Policies API

class layeredrl.policies.Policy(action_space: Box, device=device(type='cpu'))[source]

Bases: ABC, Module

Policy mapping env obs, level input, and level state to actions.

__init__(action_space: Box, device=device(type='cpu'))[source]

Initialize the policy.

Parameters:

action_space – The action space the policy output has to lie in.
device – The device to use.

get_action(mapped_env_obs: Tensor, level_input: Tensor | None, level_state: Dict | None, deterministic: bool) → Tensor[source]

Get an action for the given observation.

Parameters:

mapped_env_obs – The observation from the environment after the env_obs_map has been applied.
level_input – The input to this level, i.e., the action from the level above.
level_state – The state of the level.
deterministic – Whether to return a deterministic action (as opposed to a stochastic one).

Returns:

The action, and a Batch with info about the action (logits etc.)

get_log_prob(mapped_env_obs: Tensor, level_input: Tensor | None, level_state: Dict | None, action: Tensor) → Tensor[source]

Get the log probability of the given action under the policy.

Parameters:

mapped_env_obs – The observation from the environment after the env_obs_map has been applied.
level_input – The input to this level, i.e., the action from the level above.
level_state – The state of the level.
action – The action.

Returns:

The log probability of the action under the policy.

abstractmethod reset() → None[source]: Reset the policy, e.g. at the beginning of the episode.

transform_action(action: Tensor) → Tensor[source]

Transform the raw action to the action space of the environment.

Parameters:: action – The raw action.
Returns:: The transformed action (now in the action space of the environment).

untransform_action(action: Tensor) → Tensor[source]

Undo the transformation of the action.

Parameters:: action – The action in the action space of the environment.
Returns:: The action in the raw action space ([-1, 1]^n for continuous action spaces).

class layeredrl.policies.UniformPolicy(action_space: Box, device=device(type='cpu'))[source]

Bases: Policy

A policy that randomly samples actions from the action space.

reset() → None[source]: Reset the policy, e.g. at the beginning of the episode.

class layeredrl.policies.TianshouPolicy(action_space: Space, ts_policy: BasePolicy, device=device(type='cpu'))[source]

Bases: Policy

Wrapper around a tianshou policy.

Note: Only tested with SACPolicy and DQNPolicy at the moment.

__init__(action_space: Space, ts_policy: BasePolicy, device=device(type='cpu'))[source]

Initialize the policy.

Parameters:

action_space – The action space of the environment the policy acts in.
ts_policy – The tianshou policy.
device – The device to use.

get_log_prob(mapped_env_obs: Tensor, level_input: Tensor | None, level_state: Dict | None, action: Tensor, std: float | None = None) → Tensor[source]

Get the log probability of the given action under the policy.

Parameters:

mapped_env_obs – The observation from the environment after the env_obs_map has been applied.
level_input – The input to this level, i.e., the action from the level above.
level_state – The state of the level.
action – The action.
std – The standard deviation of the action distribution.
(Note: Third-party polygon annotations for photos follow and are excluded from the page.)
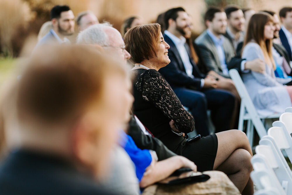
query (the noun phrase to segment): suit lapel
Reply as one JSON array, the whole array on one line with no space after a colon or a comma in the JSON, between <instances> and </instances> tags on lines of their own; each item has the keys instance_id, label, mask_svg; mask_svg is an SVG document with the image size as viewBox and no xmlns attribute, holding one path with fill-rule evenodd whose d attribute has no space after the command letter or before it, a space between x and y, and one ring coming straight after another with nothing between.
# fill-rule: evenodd
<instances>
[{"instance_id":1,"label":"suit lapel","mask_svg":"<svg viewBox=\"0 0 292 195\"><path fill-rule=\"evenodd\" d=\"M292 52L291 51L291 48L290 45L289 44L289 42L288 42L288 39L287 37L286 37L285 34L283 30L281 29L279 31L279 36L280 37L280 39L281 39L281 42L282 44L284 46L284 47L286 49L288 55L289 56L289 60L291 61L292 59Z\"/></svg>"},{"instance_id":2,"label":"suit lapel","mask_svg":"<svg viewBox=\"0 0 292 195\"><path fill-rule=\"evenodd\" d=\"M212 38L210 37L208 33L206 32L206 37L207 40L209 42L209 44L211 46L210 48L211 49L211 51L214 55L214 58L215 58L215 61L216 62L216 65L217 65L219 69L219 70L222 71L222 68L221 68L221 63L220 62L220 59L219 59L219 56L218 56L218 52L217 51L217 49L215 46L214 42L213 42L213 40Z\"/></svg>"},{"instance_id":3,"label":"suit lapel","mask_svg":"<svg viewBox=\"0 0 292 195\"><path fill-rule=\"evenodd\" d=\"M170 48L168 50L172 51L174 54L175 58L176 58L177 61L178 62L178 64L179 67L180 69L181 70L186 72L185 69L185 66L182 63L182 60L181 58L180 57L180 55L179 52L177 48L175 46L175 45L174 44L172 40L170 38L168 37L168 36L164 34L163 34L163 37L164 38L164 40L167 43L169 46Z\"/></svg>"}]
</instances>

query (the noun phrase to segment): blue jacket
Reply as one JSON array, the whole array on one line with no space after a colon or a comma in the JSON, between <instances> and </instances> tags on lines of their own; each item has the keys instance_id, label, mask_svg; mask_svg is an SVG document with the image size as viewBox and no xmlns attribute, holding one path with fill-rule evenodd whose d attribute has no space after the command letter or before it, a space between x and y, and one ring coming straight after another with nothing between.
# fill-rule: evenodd
<instances>
[{"instance_id":1,"label":"blue jacket","mask_svg":"<svg viewBox=\"0 0 292 195\"><path fill-rule=\"evenodd\" d=\"M289 44L289 42L288 41L287 37L285 35L285 33L281 28L279 31L279 36L280 37L280 39L281 39L282 44L284 46L286 49L286 51L287 51L287 53L288 53L288 55L289 56L289 61L291 61L292 60L292 51L291 51L291 46Z\"/></svg>"}]
</instances>

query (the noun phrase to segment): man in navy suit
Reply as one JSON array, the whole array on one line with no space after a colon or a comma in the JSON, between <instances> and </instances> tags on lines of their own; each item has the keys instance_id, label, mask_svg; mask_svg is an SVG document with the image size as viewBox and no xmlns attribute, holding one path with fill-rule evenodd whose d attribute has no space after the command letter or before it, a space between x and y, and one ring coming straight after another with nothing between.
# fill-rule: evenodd
<instances>
[{"instance_id":1,"label":"man in navy suit","mask_svg":"<svg viewBox=\"0 0 292 195\"><path fill-rule=\"evenodd\" d=\"M75 22L73 12L66 5L58 5L51 11L53 28L39 41L36 47L45 44L69 43L65 37L74 34Z\"/></svg>"},{"instance_id":2,"label":"man in navy suit","mask_svg":"<svg viewBox=\"0 0 292 195\"><path fill-rule=\"evenodd\" d=\"M170 46L168 56L170 63L159 71L164 76L184 106L189 108L195 121L198 133L210 133L207 110L211 111L216 132L229 129L235 99L230 92L217 87L214 77L202 74L190 57L189 48L183 35L189 27L187 14L183 8L171 9L164 16L164 37Z\"/></svg>"},{"instance_id":3,"label":"man in navy suit","mask_svg":"<svg viewBox=\"0 0 292 195\"><path fill-rule=\"evenodd\" d=\"M279 31L279 36L282 44L288 53L289 60L291 61L292 60L292 7L283 8L280 10L279 15L283 24Z\"/></svg>"}]
</instances>

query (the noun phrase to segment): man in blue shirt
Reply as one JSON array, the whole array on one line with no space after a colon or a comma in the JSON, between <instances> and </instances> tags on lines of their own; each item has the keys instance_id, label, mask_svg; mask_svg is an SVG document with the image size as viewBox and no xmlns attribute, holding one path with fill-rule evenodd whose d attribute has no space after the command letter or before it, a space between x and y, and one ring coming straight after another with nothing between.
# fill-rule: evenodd
<instances>
[{"instance_id":1,"label":"man in blue shirt","mask_svg":"<svg viewBox=\"0 0 292 195\"><path fill-rule=\"evenodd\" d=\"M203 74L190 54L190 48L183 35L189 27L188 16L182 8L171 9L164 15L166 23L163 37L169 45L171 62L159 72L165 77L182 103L189 108L195 119L198 133L210 134L207 110L211 110L216 132L229 129L235 105L234 96L227 91L213 89L218 81Z\"/></svg>"},{"instance_id":2,"label":"man in blue shirt","mask_svg":"<svg viewBox=\"0 0 292 195\"><path fill-rule=\"evenodd\" d=\"M36 47L45 44L70 42L65 37L74 34L75 22L70 8L66 5L56 6L51 10L51 17L53 28L40 40Z\"/></svg>"}]
</instances>

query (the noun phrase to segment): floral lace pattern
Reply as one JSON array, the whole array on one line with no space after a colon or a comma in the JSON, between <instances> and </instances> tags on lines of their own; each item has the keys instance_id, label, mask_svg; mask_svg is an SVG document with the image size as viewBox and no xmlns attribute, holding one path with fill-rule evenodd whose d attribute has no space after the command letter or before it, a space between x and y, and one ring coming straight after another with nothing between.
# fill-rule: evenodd
<instances>
[{"instance_id":1,"label":"floral lace pattern","mask_svg":"<svg viewBox=\"0 0 292 195\"><path fill-rule=\"evenodd\" d=\"M193 116L184 108L163 76L153 69L138 76L135 86L143 99L152 103L170 119L173 119L179 131L187 133L192 131L194 128Z\"/></svg>"}]
</instances>

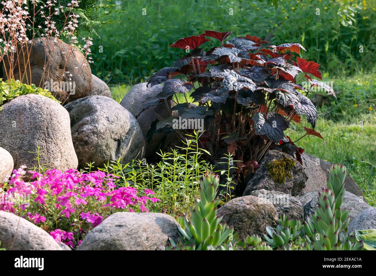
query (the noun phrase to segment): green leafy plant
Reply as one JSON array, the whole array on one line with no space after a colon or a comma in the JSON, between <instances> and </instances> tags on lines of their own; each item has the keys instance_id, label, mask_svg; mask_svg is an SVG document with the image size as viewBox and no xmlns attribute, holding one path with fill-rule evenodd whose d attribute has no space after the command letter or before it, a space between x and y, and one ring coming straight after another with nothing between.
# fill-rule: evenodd
<instances>
[{"instance_id":1,"label":"green leafy plant","mask_svg":"<svg viewBox=\"0 0 376 276\"><path fill-rule=\"evenodd\" d=\"M284 215L278 220L276 227L266 227L268 235L264 236L273 249L285 250L312 250L311 241L306 236L304 225L299 220L289 220Z\"/></svg>"},{"instance_id":2,"label":"green leafy plant","mask_svg":"<svg viewBox=\"0 0 376 276\"><path fill-rule=\"evenodd\" d=\"M34 26L43 26L45 19L39 13L35 12L38 11L37 8L33 5L33 1L29 0L28 3L28 11L30 14L35 14L34 17ZM114 22L119 22L118 20L111 18L111 15L114 12L121 11L116 8L119 6L117 5L108 4L111 2L110 0L105 0L104 1L99 2L96 0L81 0L79 5L74 6L71 9L71 0L56 0L54 2L54 6L56 7L63 7L59 9L58 14L53 14L51 18L55 22L55 26L58 30L63 30L66 18L64 13L66 14L70 13L74 14L79 16L77 18L77 34L80 34L82 32L86 32L92 35L98 35L97 32L102 28L106 29L107 26ZM39 0L39 6L46 5L47 1L45 0ZM54 11L55 8L51 9ZM38 28L34 28L34 31L36 31L35 37L38 37L43 33L42 32L39 32ZM66 34L64 33L63 35L65 36ZM64 37L64 36L63 36Z\"/></svg>"},{"instance_id":3,"label":"green leafy plant","mask_svg":"<svg viewBox=\"0 0 376 276\"><path fill-rule=\"evenodd\" d=\"M376 229L355 231L356 240L363 242L364 250L376 250Z\"/></svg>"},{"instance_id":4,"label":"green leafy plant","mask_svg":"<svg viewBox=\"0 0 376 276\"><path fill-rule=\"evenodd\" d=\"M312 220L307 218L306 232L316 250L357 250L363 247L353 235L347 234L349 211L343 211L340 208L346 190L346 174L344 166L331 165L327 188L318 193L318 206Z\"/></svg>"},{"instance_id":5,"label":"green leafy plant","mask_svg":"<svg viewBox=\"0 0 376 276\"><path fill-rule=\"evenodd\" d=\"M181 238L177 242L170 238L168 249L206 250L230 246L233 238L233 228L221 224L217 216L216 207L219 200L215 199L219 178L213 173L206 173L201 181L200 199L196 199L194 209L191 209L192 219L186 216L178 219Z\"/></svg>"},{"instance_id":6,"label":"green leafy plant","mask_svg":"<svg viewBox=\"0 0 376 276\"><path fill-rule=\"evenodd\" d=\"M3 81L0 79L0 111L4 104L19 96L28 94L41 95L60 103L47 89L36 87L33 84L21 83L18 80L11 79Z\"/></svg>"},{"instance_id":7,"label":"green leafy plant","mask_svg":"<svg viewBox=\"0 0 376 276\"><path fill-rule=\"evenodd\" d=\"M152 211L190 216L190 207L194 205L195 197L199 196L200 178L206 171L215 170L215 166L202 158L207 152L199 146L202 135L195 131L185 136L183 146L169 152L161 151L157 154L161 160L156 163L144 160L124 164L119 160L101 169L119 176L125 185L153 191L161 201L155 204ZM94 166L88 166L87 169Z\"/></svg>"}]
</instances>

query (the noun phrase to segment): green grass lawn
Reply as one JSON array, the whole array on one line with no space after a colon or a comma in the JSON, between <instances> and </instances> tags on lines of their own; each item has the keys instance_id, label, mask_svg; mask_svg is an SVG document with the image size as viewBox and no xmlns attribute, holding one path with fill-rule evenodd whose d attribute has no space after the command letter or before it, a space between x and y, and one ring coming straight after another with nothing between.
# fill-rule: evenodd
<instances>
[{"instance_id":1,"label":"green grass lawn","mask_svg":"<svg viewBox=\"0 0 376 276\"><path fill-rule=\"evenodd\" d=\"M363 190L368 204L376 206L376 80L374 74L352 78L329 79L333 81L338 99L318 110L315 130L324 140L307 136L297 142L305 152L332 163L346 166L348 173ZM132 86L110 87L112 98L120 102ZM311 127L305 118L294 123L286 131L293 141Z\"/></svg>"}]
</instances>

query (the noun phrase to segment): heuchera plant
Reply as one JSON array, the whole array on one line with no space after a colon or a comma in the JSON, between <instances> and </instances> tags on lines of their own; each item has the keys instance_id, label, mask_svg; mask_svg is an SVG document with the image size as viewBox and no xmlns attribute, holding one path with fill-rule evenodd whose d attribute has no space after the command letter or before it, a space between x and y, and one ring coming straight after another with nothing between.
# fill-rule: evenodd
<instances>
[{"instance_id":1,"label":"heuchera plant","mask_svg":"<svg viewBox=\"0 0 376 276\"><path fill-rule=\"evenodd\" d=\"M210 153L208 158L213 161L227 149L240 160L237 164L238 170L248 167L253 170L267 150L274 148L301 163L304 150L284 133L290 122L300 123L300 115L305 115L311 127L304 127L305 135L322 137L314 130L317 112L306 97L311 87L297 83L296 77L304 74L311 87L320 86L335 97L333 90L309 75L321 78L318 64L293 55L300 54L301 49L305 50L299 43L260 48L267 42L248 35L225 42L231 33L205 31L170 46L189 52L171 67L157 72L148 83L149 87L163 86L158 95L146 100L144 110L169 101L175 104L171 109L166 104L171 116L156 120L148 137L156 132L172 130L175 111L182 118L205 120L205 132L200 137L200 146ZM200 47L210 40L208 38L220 43L205 52ZM173 78L179 75L186 80ZM177 94L192 89L190 96L197 104L188 100L179 102ZM180 137L184 137L182 132L191 131L175 130Z\"/></svg>"},{"instance_id":2,"label":"heuchera plant","mask_svg":"<svg viewBox=\"0 0 376 276\"><path fill-rule=\"evenodd\" d=\"M23 217L72 247L112 214L148 212L148 205L159 200L148 196L154 193L150 190L139 196L134 188L118 187L118 176L100 171L31 171L34 180L26 182L25 169L14 170L9 182L0 184L0 210Z\"/></svg>"}]
</instances>

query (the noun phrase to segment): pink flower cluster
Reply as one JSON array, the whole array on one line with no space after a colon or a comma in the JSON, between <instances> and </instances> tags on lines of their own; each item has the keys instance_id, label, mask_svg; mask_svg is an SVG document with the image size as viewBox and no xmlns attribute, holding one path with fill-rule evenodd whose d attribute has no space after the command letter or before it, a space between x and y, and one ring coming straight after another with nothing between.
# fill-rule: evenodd
<instances>
[{"instance_id":1,"label":"pink flower cluster","mask_svg":"<svg viewBox=\"0 0 376 276\"><path fill-rule=\"evenodd\" d=\"M59 227L51 235L71 246L74 242L72 229L82 236L83 228L89 231L115 212L148 212L149 202L160 201L151 197L154 193L147 189L145 195L138 197L134 187L118 187L118 177L101 171L53 169L43 174L30 171L31 181L26 182L25 169L13 171L5 191L0 193L0 210L43 224L44 229Z\"/></svg>"}]
</instances>

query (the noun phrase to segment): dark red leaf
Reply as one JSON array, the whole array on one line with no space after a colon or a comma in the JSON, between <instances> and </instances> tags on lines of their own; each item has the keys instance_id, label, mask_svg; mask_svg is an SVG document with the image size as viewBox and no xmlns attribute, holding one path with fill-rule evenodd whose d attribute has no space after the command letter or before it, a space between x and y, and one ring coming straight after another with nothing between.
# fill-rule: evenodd
<instances>
[{"instance_id":1,"label":"dark red leaf","mask_svg":"<svg viewBox=\"0 0 376 276\"><path fill-rule=\"evenodd\" d=\"M315 130L314 128L311 129L311 128L308 128L308 127L305 127L304 130L306 131L307 132L307 134L308 135L313 135L316 136L317 137L318 137L318 138L320 138L323 140L324 140L324 138L323 138L323 137L321 136L321 134Z\"/></svg>"},{"instance_id":2,"label":"dark red leaf","mask_svg":"<svg viewBox=\"0 0 376 276\"><path fill-rule=\"evenodd\" d=\"M202 33L200 35L214 38L223 43L223 41L226 39L232 32L224 32L221 33L220 32L215 32L213 30L205 31L205 33Z\"/></svg>"},{"instance_id":3,"label":"dark red leaf","mask_svg":"<svg viewBox=\"0 0 376 276\"><path fill-rule=\"evenodd\" d=\"M193 35L180 39L168 47L180 48L185 50L186 49L187 46L188 46L191 50L193 50L199 48L203 43L210 40L210 39L206 38L203 36Z\"/></svg>"},{"instance_id":4,"label":"dark red leaf","mask_svg":"<svg viewBox=\"0 0 376 276\"><path fill-rule=\"evenodd\" d=\"M321 73L318 70L320 65L313 61L307 62L304 59L302 59L299 57L296 57L296 61L298 63L298 66L302 69L302 71L306 73L312 74L315 77L322 80L321 77Z\"/></svg>"}]
</instances>

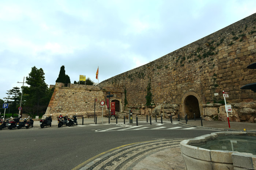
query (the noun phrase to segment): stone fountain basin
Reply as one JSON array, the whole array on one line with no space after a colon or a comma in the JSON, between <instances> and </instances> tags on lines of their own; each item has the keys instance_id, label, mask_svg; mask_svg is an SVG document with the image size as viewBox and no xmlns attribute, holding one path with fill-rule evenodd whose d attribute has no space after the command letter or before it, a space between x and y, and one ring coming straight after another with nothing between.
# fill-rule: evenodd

Overwrites the std from the policy if given.

Returns:

The log probability of the action under the policy.

get_value(mapped_env_obs: Tensor, level_input: Tensor | None, level_state: Dict | None, action: Tensor) → Tensor[source]

Get the value of the given obs and action as predicted by the critic.

Parameters:

mapped_env_obs – The observation from the environment after the env_obs_map has been applied.
level_input – The input to this level, i.e., the action from the level above.
level_state – The state of the level.
action – The action.

Returns:

The value of the given obs and action as predicted by the critic.

reset() → None[source]: Reset the policy, e.g. at the beginning of the episode.

update(sample_size: int, buffer: ReplayBuffer) → None[source]

Update the policy.

Parameters:

sample_size – The number of samples in one batch.
buffer – The replay buffer.